The Core Insight: Local Alignment ≠ Global Stability

The paper’s central argument is that the AI safety community has been focused on the wrong unit of analysis. Individual model alignment — making a single agent refuse harmful requests — does not prevent systemic failures when multiple agents interact in persistent, tool-rich environments. As the researchers put it: “These behaviors raise unresolved questions regarding accountability, delegated authority, and responsibility for downstream harms.”

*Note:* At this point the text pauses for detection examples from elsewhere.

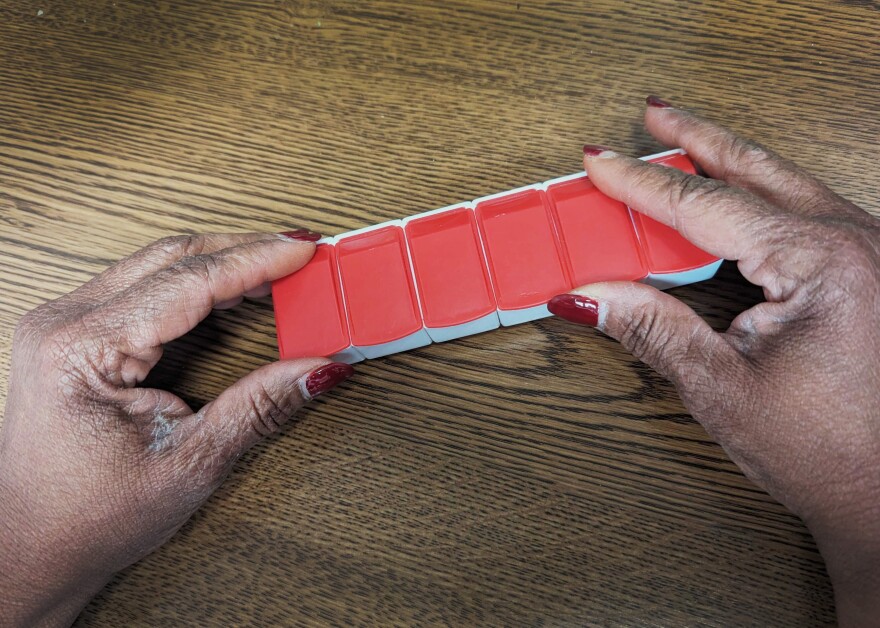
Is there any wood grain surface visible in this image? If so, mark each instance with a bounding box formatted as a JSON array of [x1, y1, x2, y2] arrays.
[[0, 0, 880, 626]]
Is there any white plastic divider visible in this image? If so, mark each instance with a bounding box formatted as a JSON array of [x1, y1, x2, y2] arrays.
[[401, 202, 500, 342], [318, 148, 721, 363], [333, 220, 431, 360], [471, 183, 552, 327]]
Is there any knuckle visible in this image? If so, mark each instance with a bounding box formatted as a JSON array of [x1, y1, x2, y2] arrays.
[[169, 253, 218, 283], [248, 386, 290, 437], [620, 303, 670, 368], [723, 135, 776, 167], [669, 174, 730, 213], [147, 234, 204, 258]]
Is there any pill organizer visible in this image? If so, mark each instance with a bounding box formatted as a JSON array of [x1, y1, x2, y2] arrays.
[[272, 149, 721, 363]]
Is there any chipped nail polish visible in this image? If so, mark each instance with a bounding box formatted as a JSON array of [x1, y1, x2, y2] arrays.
[[547, 294, 599, 327], [305, 362, 354, 399], [584, 144, 612, 157]]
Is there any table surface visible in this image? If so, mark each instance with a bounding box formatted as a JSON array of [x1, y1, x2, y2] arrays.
[[0, 0, 880, 626]]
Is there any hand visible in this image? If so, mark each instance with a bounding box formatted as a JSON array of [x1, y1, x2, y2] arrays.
[[0, 230, 352, 626], [550, 98, 880, 623]]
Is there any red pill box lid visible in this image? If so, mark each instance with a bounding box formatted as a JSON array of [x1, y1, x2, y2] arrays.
[[474, 186, 571, 314], [632, 151, 718, 274], [335, 221, 422, 348], [544, 174, 648, 286], [404, 205, 496, 328], [272, 243, 350, 360]]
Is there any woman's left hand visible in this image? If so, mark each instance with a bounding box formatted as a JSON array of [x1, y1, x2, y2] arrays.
[[0, 230, 352, 625]]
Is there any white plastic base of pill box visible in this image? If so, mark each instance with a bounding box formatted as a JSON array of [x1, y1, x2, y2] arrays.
[[498, 303, 551, 327], [356, 329, 431, 360], [425, 312, 501, 342], [644, 260, 724, 290], [330, 347, 364, 364]]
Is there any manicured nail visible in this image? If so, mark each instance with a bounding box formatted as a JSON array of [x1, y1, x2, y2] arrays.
[[304, 362, 354, 399], [584, 144, 614, 157], [547, 294, 599, 327], [278, 229, 321, 242], [645, 95, 672, 109]]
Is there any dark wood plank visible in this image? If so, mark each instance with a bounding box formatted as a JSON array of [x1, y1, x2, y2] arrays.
[[0, 0, 880, 626]]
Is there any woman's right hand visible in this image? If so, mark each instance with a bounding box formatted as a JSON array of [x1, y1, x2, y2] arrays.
[[550, 97, 880, 625]]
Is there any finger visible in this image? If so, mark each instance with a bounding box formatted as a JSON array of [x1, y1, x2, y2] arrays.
[[584, 146, 794, 265], [71, 229, 321, 305], [93, 236, 315, 355], [645, 96, 865, 216], [548, 282, 740, 400], [184, 358, 354, 463]]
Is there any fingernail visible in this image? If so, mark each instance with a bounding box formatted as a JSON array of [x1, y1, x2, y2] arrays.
[[547, 294, 599, 327], [305, 362, 354, 399], [278, 229, 321, 242], [584, 144, 614, 157], [645, 94, 672, 109]]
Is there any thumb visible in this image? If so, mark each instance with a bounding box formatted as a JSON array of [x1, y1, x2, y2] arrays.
[[187, 358, 354, 466], [547, 281, 734, 394]]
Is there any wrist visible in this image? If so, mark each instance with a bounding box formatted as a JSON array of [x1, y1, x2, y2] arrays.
[[0, 485, 106, 626], [815, 534, 880, 626]]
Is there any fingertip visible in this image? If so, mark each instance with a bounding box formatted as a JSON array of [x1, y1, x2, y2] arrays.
[[276, 229, 323, 243], [547, 293, 600, 327], [645, 94, 675, 109], [297, 362, 354, 401]]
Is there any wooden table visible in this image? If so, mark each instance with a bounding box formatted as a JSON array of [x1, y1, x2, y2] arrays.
[[0, 0, 880, 626]]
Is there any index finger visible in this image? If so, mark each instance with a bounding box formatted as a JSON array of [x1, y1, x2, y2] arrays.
[[645, 96, 865, 216], [87, 234, 315, 355], [584, 147, 791, 268]]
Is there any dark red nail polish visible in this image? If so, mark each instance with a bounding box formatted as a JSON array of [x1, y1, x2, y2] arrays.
[[306, 362, 354, 399], [645, 95, 672, 109], [584, 144, 611, 157], [547, 294, 599, 327], [281, 229, 321, 242]]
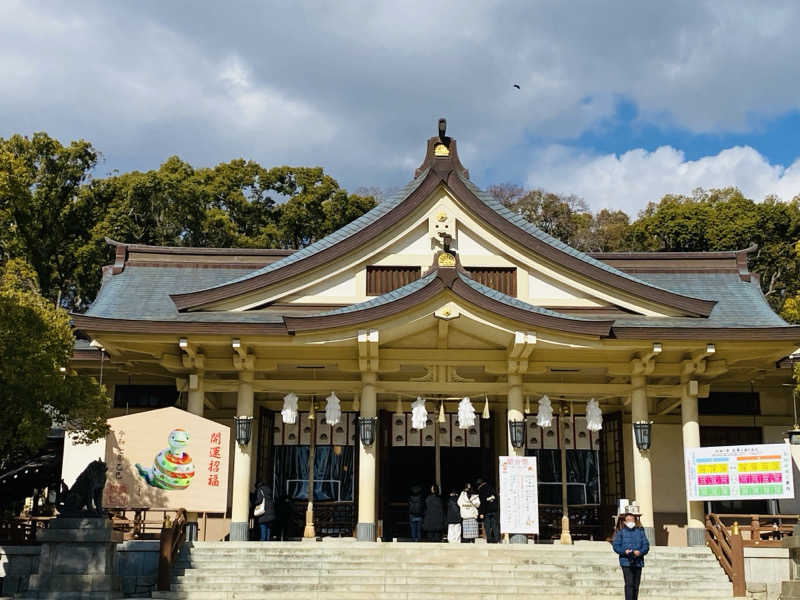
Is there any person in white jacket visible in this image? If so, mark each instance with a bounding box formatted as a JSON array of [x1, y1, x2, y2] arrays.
[[458, 483, 481, 544]]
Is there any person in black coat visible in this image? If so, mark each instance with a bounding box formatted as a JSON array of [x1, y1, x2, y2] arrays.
[[253, 481, 276, 542], [611, 504, 650, 600], [447, 490, 461, 544], [408, 485, 425, 542], [475, 477, 500, 544], [422, 484, 444, 542]]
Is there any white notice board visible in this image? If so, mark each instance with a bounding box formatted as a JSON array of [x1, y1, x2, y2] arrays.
[[684, 444, 794, 501], [500, 456, 539, 534]]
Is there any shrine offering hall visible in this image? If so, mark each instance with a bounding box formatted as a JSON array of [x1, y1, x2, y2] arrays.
[[73, 124, 800, 545]]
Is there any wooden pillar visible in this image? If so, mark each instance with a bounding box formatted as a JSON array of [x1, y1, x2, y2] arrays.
[[186, 372, 206, 417], [356, 373, 380, 542], [631, 375, 655, 544], [230, 371, 253, 542], [681, 378, 706, 546]]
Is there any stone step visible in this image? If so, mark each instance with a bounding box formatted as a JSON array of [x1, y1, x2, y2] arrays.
[[166, 581, 731, 597], [176, 556, 719, 571], [164, 541, 732, 600], [173, 574, 731, 593], [181, 547, 715, 562], [152, 588, 735, 600], [174, 564, 727, 579]]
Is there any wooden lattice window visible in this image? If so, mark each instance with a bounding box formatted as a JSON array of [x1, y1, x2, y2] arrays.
[[367, 267, 422, 296], [467, 267, 517, 297]]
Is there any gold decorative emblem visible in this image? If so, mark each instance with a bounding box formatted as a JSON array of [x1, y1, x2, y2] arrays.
[[439, 252, 456, 267]]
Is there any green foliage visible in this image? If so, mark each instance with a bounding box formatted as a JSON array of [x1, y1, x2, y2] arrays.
[[0, 259, 109, 457], [0, 133, 98, 305], [0, 133, 375, 310], [489, 183, 800, 314]]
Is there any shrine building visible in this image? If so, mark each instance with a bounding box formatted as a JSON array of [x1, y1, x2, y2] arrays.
[[73, 122, 800, 545]]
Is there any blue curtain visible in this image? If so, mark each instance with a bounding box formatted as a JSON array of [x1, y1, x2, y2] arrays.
[[274, 446, 355, 502], [526, 450, 600, 506]]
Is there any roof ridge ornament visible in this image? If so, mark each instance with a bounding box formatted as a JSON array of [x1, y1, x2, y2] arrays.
[[414, 118, 469, 180]]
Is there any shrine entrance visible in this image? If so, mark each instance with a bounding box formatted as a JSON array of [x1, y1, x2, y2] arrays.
[[379, 411, 497, 541]]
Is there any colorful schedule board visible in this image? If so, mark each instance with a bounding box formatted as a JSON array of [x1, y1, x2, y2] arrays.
[[500, 456, 539, 534], [684, 444, 794, 501]]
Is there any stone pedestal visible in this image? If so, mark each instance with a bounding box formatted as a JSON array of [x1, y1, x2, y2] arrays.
[[20, 517, 122, 600]]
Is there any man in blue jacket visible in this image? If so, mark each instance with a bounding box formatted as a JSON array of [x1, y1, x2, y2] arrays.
[[611, 503, 650, 600]]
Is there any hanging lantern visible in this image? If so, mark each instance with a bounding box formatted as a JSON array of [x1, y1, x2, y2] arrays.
[[358, 417, 378, 447], [458, 396, 475, 429], [633, 421, 653, 452], [233, 415, 253, 446], [325, 392, 342, 425], [281, 392, 297, 425], [586, 398, 603, 431], [411, 396, 428, 429], [536, 395, 553, 427], [508, 421, 525, 448]]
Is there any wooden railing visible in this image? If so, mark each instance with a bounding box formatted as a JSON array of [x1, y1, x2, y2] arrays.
[[108, 508, 186, 540], [716, 514, 800, 548], [706, 513, 747, 598], [158, 508, 187, 592]]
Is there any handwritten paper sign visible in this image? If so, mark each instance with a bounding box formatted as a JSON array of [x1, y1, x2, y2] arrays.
[[500, 456, 539, 534], [103, 407, 230, 512], [684, 444, 794, 501]]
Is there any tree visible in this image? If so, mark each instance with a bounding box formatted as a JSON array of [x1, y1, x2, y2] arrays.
[[75, 161, 375, 298], [0, 259, 109, 457], [0, 133, 98, 306]]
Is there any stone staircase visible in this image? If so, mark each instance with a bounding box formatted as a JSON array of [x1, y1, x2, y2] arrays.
[[147, 541, 732, 600]]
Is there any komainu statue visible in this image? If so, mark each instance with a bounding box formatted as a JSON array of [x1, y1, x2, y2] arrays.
[[58, 458, 108, 517]]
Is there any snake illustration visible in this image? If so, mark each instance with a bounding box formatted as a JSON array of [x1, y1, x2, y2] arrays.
[[136, 429, 194, 490]]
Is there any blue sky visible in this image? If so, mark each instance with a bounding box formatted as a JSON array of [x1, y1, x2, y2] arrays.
[[0, 0, 800, 214]]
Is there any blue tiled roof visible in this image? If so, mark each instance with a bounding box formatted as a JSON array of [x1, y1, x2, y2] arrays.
[[190, 169, 428, 293], [86, 265, 281, 323], [458, 174, 708, 304], [614, 273, 790, 328]]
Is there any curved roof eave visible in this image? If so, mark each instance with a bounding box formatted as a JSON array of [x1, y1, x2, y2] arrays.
[[170, 146, 716, 317], [283, 268, 613, 337]]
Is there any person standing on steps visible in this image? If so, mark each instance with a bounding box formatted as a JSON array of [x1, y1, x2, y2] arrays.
[[408, 485, 425, 542], [447, 490, 461, 544], [253, 481, 277, 542], [422, 483, 444, 542], [475, 477, 500, 544], [458, 483, 481, 544], [611, 503, 650, 600]]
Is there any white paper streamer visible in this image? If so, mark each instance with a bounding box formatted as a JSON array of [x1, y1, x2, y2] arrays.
[[325, 392, 342, 425], [536, 395, 553, 427], [458, 396, 475, 429], [411, 396, 428, 429], [281, 392, 297, 425], [586, 398, 603, 431]]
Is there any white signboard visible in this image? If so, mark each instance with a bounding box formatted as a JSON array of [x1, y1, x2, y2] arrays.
[[684, 444, 794, 502], [500, 456, 539, 534]]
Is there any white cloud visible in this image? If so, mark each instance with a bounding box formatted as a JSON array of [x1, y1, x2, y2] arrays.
[[527, 146, 800, 216], [0, 0, 800, 187]]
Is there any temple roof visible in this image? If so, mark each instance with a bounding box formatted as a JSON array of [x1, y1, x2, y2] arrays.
[[73, 251, 800, 337], [73, 125, 800, 339]]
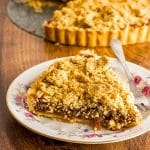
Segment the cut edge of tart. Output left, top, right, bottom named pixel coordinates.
left=43, top=0, right=150, bottom=47
left=27, top=52, right=142, bottom=130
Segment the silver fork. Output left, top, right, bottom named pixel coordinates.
left=110, top=39, right=150, bottom=111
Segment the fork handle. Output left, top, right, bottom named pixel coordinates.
left=110, top=40, right=133, bottom=80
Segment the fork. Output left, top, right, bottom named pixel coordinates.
left=110, top=39, right=150, bottom=111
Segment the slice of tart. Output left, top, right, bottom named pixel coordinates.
left=44, top=0, right=150, bottom=47
left=27, top=50, right=142, bottom=130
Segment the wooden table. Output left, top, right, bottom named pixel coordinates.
left=0, top=0, right=150, bottom=150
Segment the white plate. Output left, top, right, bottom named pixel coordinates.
left=7, top=58, right=150, bottom=144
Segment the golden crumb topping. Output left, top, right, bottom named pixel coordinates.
left=49, top=0, right=150, bottom=32
left=27, top=51, right=141, bottom=130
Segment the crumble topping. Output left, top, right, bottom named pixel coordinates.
left=48, top=0, right=150, bottom=31
left=27, top=52, right=141, bottom=130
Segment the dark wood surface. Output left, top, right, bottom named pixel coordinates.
left=0, top=0, right=150, bottom=150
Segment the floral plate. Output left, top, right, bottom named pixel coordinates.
left=7, top=58, right=150, bottom=144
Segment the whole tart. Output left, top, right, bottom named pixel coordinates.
left=43, top=0, right=150, bottom=47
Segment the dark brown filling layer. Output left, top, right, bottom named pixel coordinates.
left=34, top=98, right=136, bottom=130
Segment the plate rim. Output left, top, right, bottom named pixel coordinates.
left=6, top=56, right=150, bottom=144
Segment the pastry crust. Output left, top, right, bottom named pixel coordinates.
left=44, top=21, right=150, bottom=47
left=43, top=0, right=150, bottom=47
left=27, top=51, right=142, bottom=130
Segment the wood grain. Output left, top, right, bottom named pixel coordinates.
left=0, top=0, right=150, bottom=150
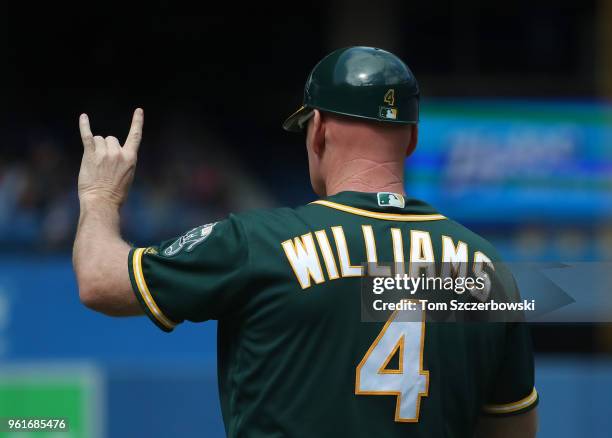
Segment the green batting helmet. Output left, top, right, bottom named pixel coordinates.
left=283, top=47, right=419, bottom=132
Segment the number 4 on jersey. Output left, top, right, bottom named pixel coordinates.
left=355, top=310, right=429, bottom=423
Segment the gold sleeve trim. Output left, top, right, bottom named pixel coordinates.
left=132, top=248, right=176, bottom=329
left=311, top=199, right=446, bottom=222
left=483, top=388, right=538, bottom=414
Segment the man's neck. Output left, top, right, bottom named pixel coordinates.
left=325, top=160, right=404, bottom=196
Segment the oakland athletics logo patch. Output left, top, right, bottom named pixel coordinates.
left=164, top=222, right=217, bottom=257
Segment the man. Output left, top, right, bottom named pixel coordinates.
left=74, top=47, right=538, bottom=437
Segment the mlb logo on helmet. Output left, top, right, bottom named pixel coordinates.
left=376, top=192, right=406, bottom=208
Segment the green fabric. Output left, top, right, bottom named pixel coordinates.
left=129, top=192, right=537, bottom=437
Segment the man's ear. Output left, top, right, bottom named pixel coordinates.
left=406, top=123, right=419, bottom=157
left=312, top=109, right=325, bottom=159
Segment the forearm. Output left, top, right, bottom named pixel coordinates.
left=474, top=409, right=538, bottom=438
left=73, top=200, right=142, bottom=316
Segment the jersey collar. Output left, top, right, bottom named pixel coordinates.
left=314, top=191, right=445, bottom=220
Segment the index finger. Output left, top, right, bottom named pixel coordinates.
left=79, top=114, right=96, bottom=152
left=123, top=108, right=144, bottom=152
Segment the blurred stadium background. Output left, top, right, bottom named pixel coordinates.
left=0, top=0, right=612, bottom=438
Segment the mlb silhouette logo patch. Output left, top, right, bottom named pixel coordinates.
left=376, top=192, right=406, bottom=208
left=378, top=106, right=397, bottom=120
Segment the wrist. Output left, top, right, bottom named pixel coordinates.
left=79, top=191, right=123, bottom=211
left=79, top=195, right=121, bottom=216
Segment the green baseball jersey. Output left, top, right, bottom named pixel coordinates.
left=129, top=192, right=538, bottom=438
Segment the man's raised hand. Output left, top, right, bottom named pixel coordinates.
left=78, top=108, right=144, bottom=207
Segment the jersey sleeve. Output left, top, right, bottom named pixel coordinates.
left=483, top=322, right=539, bottom=416
left=128, top=215, right=249, bottom=332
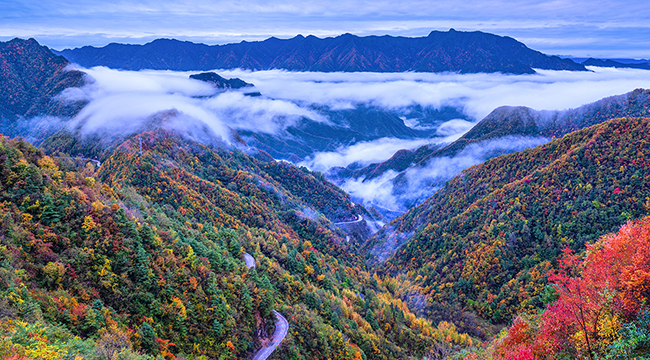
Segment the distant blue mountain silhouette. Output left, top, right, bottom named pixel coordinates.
left=58, top=29, right=586, bottom=74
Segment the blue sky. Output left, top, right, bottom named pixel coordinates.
left=0, top=0, right=650, bottom=58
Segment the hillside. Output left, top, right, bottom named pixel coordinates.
left=367, top=118, right=650, bottom=338
left=54, top=29, right=586, bottom=74
left=490, top=217, right=650, bottom=359
left=346, top=89, right=650, bottom=179
left=0, top=39, right=84, bottom=126
left=0, top=133, right=471, bottom=359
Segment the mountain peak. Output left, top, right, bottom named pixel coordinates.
left=61, top=29, right=586, bottom=74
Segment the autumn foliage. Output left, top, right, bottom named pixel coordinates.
left=494, top=217, right=650, bottom=359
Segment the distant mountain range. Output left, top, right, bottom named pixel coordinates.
left=53, top=29, right=586, bottom=74
left=0, top=39, right=83, bottom=120
left=366, top=115, right=650, bottom=335
left=580, top=58, right=650, bottom=70
left=346, top=89, right=650, bottom=179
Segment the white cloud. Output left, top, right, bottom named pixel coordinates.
left=300, top=138, right=436, bottom=172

The failures documented are not exotic or speculative. They are, as one analysis noted, “boring, predictable, extremely damaging” integration failures — the kind that emerge when reward structures, tool access, and multi-party communication combine in ways that no single agent’s safety training anticipated.

What This Means

As enterprises race to deploy agentic AI systems — from coding assistants to autonomous research agents to multi-agent orchestration platforms — this paper serves as a concrete warning. The vulnerabilities it documents are not theoretical: they occurred with commercially available models (Kimi K2.5 and Claude Opus 4.6) in a controlled but realistic environment. Organizations building multi-agent systems will need to treat incentive design and system architecture with equal seriousness as model alignment, and develop governance frameworks for accountability in delegated authority chains.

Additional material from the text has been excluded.